Author
Listed:
- Hengchao Shi
(Fudan University)
- Xinyi Liu
(Fudan University)
- Ming Zheng
(Fudan University)
- Wen Yu
(Fudan University)
Abstract
Case–control sampling is a commonly used retrospective sampling design to alleviate imbalanced structure of binary data. When fitting the logistic regression model with case-control data, although the slope parameter of the model can be consistently estimated, the intercept parameter is not identifiable, and the marginal case proportion is not estimatable, either. We consider the situations in which besides the case-control data from a main study, called internal study, there also exists summary-level information from related external studies. An empirical likelihood based approach is proposed to make inference for the logistic model by incorporating the internal case-control data and external information. We show that the intercept parameter is identifiable with the help of external information, and then all the regression parameters as well as the marginal case proportion can be estimated consistently.
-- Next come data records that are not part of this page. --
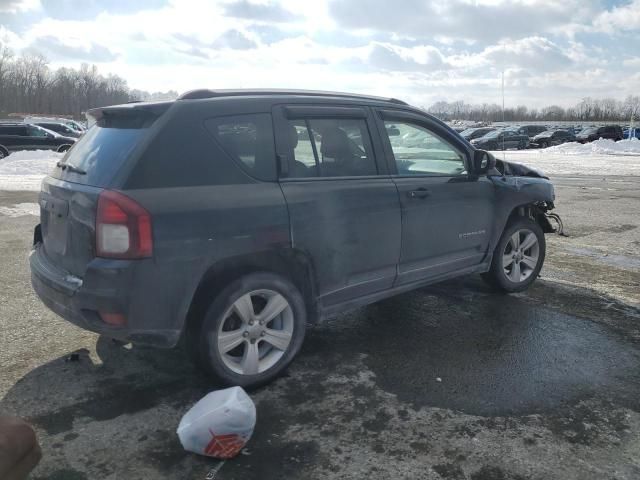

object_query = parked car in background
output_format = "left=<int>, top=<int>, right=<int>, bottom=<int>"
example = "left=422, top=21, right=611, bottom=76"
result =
left=0, top=123, right=77, bottom=158
left=511, top=125, right=549, bottom=141
left=471, top=128, right=529, bottom=150
left=29, top=90, right=555, bottom=386
left=576, top=125, right=624, bottom=143
left=622, top=127, right=640, bottom=140
left=34, top=122, right=82, bottom=138
left=460, top=127, right=495, bottom=141
left=530, top=129, right=576, bottom=148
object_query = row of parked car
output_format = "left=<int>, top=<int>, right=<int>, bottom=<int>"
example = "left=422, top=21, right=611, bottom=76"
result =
left=0, top=119, right=85, bottom=158
left=459, top=125, right=640, bottom=150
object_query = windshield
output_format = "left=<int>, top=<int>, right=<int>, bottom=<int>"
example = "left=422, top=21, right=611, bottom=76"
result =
left=52, top=124, right=148, bottom=187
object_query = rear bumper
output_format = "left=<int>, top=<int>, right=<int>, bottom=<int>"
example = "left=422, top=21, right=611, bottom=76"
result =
left=29, top=244, right=181, bottom=347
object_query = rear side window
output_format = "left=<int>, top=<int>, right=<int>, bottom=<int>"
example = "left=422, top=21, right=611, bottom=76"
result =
left=205, top=113, right=276, bottom=181
left=384, top=121, right=468, bottom=176
left=288, top=118, right=378, bottom=178
left=52, top=120, right=148, bottom=187
left=0, top=126, right=27, bottom=136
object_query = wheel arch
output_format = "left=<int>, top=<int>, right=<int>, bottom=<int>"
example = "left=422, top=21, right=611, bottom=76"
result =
left=183, top=248, right=318, bottom=340
left=502, top=202, right=555, bottom=233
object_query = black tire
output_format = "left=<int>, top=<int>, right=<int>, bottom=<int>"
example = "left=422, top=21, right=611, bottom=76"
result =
left=187, top=272, right=307, bottom=387
left=482, top=217, right=546, bottom=293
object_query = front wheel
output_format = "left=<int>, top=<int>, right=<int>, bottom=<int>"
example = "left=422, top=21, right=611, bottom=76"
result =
left=483, top=218, right=546, bottom=292
left=189, top=273, right=306, bottom=387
The proposed method also accounts for the possible variability in external studies. The optimal way to utilize external information is discussed. The resultant estimators are shown to be asymptotically normally distributed. Simulation results show favorable evidence for the theoretical findings and reveal that the integration of external information may increase the estimation efficiency and predictive accuracy. Two real data sets are analyzed for illustration.
Suggested Citation
Hengchao Shi & Xinyi Liu & Ming Zheng & Wen Yu, 2025.
"Statistical inference for case-control logistic regression via integrating external summary data,"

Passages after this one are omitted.